Cycling became that thing the two of them could do together. When Swinson started training for the PBP, her husband helped her find a trainer.

He found Cheyne, a 27-year-old professional cyclist and coach in British Columbia. Cheyne had posted online that he was looking for a project. Hardy Swinson responded.

“He just wrote him and told him my story, and Jordan decided that he would take me on,” Connie Swinson said.

Cheyne started officially training her on Jan. 1, 2019.

“When I started with her, she wasn’t training in a formal way,” he said. “She didn’t have a structured training plan. I think the longest she had done was maybe 200 miles, and she said that had been quite difficult, so going to the Paris-Brest-Paris, which is 750 miles...It’s 1,200 kilometers, so that was a big step up.”

Their primary training program is Zwift, a digital platform that’s like online gaming for cyclists. Cheyne gives Swinson workouts to do that help her build strength and endurance.

Swinson’s main focus before the June 8 race is to get acclimated to the heat.

“One of my concerns with the Raleigh ride is that it’s going to be really hot. We’ve actually got these cooling shirts, and so we wear long sleeves. You just put one on, and they keep you fairly cool. So we’re trying to prepare to deal with that,” she said.

Swinson has had a few challenges to accompany her training, including riding uphill and riding at night.

“The biggest improvement for Connie has been her confidence.
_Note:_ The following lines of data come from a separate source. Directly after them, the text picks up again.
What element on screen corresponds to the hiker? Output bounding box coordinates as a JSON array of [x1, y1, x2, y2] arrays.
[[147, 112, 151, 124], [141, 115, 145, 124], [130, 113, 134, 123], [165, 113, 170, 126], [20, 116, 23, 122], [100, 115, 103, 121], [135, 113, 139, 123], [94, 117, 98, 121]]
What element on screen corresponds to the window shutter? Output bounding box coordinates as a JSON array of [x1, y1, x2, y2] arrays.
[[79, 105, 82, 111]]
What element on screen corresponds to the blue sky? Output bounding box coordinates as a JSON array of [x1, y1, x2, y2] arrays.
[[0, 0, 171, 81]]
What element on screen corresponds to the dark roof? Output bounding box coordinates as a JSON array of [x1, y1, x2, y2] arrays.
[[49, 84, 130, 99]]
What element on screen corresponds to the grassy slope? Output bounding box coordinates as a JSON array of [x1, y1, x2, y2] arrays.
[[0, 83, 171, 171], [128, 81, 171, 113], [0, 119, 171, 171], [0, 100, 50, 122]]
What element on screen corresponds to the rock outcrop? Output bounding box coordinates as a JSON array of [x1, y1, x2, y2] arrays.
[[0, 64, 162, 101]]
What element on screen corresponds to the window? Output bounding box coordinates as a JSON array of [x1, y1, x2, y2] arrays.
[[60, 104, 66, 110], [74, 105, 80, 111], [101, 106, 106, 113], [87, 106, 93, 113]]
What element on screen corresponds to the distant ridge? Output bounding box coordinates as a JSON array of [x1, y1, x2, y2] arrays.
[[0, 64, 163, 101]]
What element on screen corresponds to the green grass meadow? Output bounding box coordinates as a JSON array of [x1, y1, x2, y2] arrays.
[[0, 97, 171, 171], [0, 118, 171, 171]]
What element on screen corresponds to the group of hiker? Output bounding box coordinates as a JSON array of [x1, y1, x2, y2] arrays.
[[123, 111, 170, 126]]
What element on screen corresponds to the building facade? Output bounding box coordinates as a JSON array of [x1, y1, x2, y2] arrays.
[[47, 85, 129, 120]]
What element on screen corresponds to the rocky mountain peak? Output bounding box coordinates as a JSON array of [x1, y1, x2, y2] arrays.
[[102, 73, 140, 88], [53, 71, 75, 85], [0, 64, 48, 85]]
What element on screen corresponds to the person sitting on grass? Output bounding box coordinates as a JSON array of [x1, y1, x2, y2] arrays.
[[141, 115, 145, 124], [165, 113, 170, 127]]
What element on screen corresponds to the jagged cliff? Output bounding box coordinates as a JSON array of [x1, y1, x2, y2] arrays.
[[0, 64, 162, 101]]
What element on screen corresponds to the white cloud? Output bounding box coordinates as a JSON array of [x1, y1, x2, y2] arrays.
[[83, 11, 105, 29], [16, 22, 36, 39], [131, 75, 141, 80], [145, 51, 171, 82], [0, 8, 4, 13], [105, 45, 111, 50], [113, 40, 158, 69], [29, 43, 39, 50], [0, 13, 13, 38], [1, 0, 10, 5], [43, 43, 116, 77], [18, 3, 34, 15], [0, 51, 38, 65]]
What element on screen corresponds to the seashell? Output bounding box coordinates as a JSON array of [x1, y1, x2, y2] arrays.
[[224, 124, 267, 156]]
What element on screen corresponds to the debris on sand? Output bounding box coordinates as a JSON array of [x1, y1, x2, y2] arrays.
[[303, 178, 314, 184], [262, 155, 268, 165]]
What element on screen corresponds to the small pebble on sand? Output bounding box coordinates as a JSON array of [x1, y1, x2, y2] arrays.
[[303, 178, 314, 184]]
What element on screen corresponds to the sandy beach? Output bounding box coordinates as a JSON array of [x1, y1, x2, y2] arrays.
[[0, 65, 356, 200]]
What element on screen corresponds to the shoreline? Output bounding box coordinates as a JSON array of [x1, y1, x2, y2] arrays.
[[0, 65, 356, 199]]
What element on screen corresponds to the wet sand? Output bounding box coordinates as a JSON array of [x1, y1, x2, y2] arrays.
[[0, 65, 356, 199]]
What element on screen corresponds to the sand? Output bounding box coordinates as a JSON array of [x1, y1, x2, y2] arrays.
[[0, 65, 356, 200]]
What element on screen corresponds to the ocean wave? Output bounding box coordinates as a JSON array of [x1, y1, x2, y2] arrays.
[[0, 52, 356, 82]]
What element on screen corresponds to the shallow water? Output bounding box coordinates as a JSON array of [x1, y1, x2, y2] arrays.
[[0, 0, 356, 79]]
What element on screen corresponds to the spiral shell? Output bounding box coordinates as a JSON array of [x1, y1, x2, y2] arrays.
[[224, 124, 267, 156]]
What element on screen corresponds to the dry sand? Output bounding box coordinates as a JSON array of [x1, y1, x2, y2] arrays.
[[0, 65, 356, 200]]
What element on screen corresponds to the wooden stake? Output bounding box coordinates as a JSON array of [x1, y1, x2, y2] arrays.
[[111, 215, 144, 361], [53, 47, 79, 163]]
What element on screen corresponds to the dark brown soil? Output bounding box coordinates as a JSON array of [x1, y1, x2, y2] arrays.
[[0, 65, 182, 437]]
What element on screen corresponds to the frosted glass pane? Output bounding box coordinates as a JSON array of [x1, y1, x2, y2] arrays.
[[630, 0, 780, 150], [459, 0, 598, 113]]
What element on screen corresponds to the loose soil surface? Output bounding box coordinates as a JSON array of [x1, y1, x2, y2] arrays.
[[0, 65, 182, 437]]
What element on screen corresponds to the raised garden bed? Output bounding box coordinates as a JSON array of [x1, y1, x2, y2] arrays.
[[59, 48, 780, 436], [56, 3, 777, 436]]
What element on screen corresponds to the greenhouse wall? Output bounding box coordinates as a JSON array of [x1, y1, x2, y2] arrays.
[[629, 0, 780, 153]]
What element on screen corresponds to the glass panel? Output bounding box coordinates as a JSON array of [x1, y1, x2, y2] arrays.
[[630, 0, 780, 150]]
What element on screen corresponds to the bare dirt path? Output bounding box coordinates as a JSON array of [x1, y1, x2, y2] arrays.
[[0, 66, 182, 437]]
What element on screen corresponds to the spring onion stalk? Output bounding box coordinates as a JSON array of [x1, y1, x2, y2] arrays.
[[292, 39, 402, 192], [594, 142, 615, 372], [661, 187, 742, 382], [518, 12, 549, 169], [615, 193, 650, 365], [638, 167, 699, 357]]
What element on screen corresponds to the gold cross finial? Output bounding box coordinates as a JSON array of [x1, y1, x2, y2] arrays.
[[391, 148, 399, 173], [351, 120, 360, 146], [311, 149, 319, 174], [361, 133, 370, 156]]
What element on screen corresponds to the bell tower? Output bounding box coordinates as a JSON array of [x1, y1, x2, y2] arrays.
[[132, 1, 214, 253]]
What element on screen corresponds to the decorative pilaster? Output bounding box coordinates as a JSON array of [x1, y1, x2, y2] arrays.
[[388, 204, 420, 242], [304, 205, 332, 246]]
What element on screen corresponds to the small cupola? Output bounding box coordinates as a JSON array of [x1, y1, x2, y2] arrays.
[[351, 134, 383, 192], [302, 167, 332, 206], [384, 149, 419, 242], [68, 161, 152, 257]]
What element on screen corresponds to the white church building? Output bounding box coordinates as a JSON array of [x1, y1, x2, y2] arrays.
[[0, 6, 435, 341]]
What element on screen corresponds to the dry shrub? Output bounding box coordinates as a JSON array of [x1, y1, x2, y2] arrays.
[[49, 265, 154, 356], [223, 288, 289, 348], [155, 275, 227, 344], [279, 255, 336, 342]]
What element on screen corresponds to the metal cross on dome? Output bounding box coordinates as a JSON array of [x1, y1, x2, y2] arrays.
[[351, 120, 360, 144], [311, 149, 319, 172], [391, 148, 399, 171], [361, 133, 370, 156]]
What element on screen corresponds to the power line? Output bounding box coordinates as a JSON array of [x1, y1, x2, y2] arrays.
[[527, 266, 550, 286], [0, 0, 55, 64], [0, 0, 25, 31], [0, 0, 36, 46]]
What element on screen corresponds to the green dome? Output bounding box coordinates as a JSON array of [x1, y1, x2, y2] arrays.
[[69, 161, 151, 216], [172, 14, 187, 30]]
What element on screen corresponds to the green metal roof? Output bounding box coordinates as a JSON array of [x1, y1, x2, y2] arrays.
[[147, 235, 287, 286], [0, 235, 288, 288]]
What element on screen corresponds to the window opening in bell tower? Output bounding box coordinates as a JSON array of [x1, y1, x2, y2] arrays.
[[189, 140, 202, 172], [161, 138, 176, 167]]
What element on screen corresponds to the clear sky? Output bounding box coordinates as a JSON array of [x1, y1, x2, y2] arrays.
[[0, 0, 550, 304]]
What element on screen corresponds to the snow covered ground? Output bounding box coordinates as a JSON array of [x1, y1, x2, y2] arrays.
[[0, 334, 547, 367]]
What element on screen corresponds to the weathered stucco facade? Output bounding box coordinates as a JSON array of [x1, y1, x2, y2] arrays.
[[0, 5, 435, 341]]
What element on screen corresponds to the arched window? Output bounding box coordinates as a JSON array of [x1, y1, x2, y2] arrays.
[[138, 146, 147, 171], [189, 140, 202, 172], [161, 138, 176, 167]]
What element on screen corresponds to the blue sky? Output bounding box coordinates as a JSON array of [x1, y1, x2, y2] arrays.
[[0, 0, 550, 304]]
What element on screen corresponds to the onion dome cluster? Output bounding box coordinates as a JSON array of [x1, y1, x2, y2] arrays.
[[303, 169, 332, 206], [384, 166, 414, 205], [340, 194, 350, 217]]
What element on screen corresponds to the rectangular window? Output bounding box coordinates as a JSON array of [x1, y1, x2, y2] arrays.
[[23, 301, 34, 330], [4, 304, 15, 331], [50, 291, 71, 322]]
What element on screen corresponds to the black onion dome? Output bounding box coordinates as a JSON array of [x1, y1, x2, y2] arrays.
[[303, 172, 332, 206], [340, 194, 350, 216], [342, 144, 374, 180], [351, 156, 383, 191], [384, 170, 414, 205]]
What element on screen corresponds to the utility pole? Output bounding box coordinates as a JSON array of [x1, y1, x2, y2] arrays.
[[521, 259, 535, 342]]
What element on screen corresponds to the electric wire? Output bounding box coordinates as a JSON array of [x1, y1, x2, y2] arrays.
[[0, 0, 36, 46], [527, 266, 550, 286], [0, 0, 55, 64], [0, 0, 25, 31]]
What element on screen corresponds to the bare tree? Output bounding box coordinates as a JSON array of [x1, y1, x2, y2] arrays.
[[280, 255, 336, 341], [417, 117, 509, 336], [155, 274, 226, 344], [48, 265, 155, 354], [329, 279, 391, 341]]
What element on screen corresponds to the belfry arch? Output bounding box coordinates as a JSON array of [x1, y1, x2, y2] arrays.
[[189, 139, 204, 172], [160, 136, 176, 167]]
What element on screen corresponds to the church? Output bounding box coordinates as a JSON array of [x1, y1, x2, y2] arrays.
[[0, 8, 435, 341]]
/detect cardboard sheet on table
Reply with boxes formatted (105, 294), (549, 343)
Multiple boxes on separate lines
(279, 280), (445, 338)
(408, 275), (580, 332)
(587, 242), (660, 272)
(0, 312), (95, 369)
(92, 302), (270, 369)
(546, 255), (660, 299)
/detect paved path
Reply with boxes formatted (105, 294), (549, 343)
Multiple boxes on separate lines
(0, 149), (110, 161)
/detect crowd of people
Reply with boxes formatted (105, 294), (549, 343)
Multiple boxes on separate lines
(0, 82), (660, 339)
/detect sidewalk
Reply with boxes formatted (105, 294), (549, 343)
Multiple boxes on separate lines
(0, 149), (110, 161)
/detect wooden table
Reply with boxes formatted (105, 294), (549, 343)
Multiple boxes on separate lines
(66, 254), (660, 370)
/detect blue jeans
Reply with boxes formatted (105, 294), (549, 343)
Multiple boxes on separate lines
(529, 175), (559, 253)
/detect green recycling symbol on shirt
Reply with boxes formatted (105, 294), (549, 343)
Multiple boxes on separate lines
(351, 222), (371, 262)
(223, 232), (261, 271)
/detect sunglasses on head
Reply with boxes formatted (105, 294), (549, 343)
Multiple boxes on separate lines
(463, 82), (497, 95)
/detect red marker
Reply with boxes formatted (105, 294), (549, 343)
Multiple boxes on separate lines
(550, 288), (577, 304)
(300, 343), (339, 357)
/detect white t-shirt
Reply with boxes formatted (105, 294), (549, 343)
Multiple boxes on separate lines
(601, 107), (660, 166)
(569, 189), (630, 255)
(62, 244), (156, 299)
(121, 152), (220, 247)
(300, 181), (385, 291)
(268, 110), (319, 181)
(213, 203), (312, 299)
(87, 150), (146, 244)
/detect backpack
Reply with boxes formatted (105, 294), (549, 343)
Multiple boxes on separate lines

She has gotten a lot stronger with her trainer, and, in fact, she’s stronger than I am and she wasn’t when she started this. That has really improved,” Hardy Swinson said.

“But then her confidence to ride nights, her confidence to ride hills and her confidence to ride through towns like Gainesville, Florida, during rush hour, things like that that she wouldn’t even consider doing when she first started. She’s just grown to where now, she’s fearless.”

Because Paris has hills, Swinson will focus part of her training on hills if she qualifies for the PBP Brevet.

Advice and Support

She encourages older people that want to try cycling to join a group and ride with them. She also advises people to experience life and try new things with someone they can lean on.

“For my music, it’s my daughter. When I did my marathons, it was my sister. The bicycling, it’s been my husband,” she said.

Through everything, Swinson is glad to be back in Georgia.

“I am a Georgia girl. I don’t think about that because I’ve spent a lot of time away from here, but we came back here, and we love Middle Georgia,” she said.

What it Will Take

To qualify, Connie Swinson has to complete a series of sanctioned cycling events in 2019 at different levels: 200 kilometer, 300 kilometer, 400 kilometer and 600 kilometer. She has already completed the first three qualifying races.

If she gets into the race, she will have a 90-hour time limit to get from the southwestern side of the French capital to the port city of Brest on the Atlantic Ocean.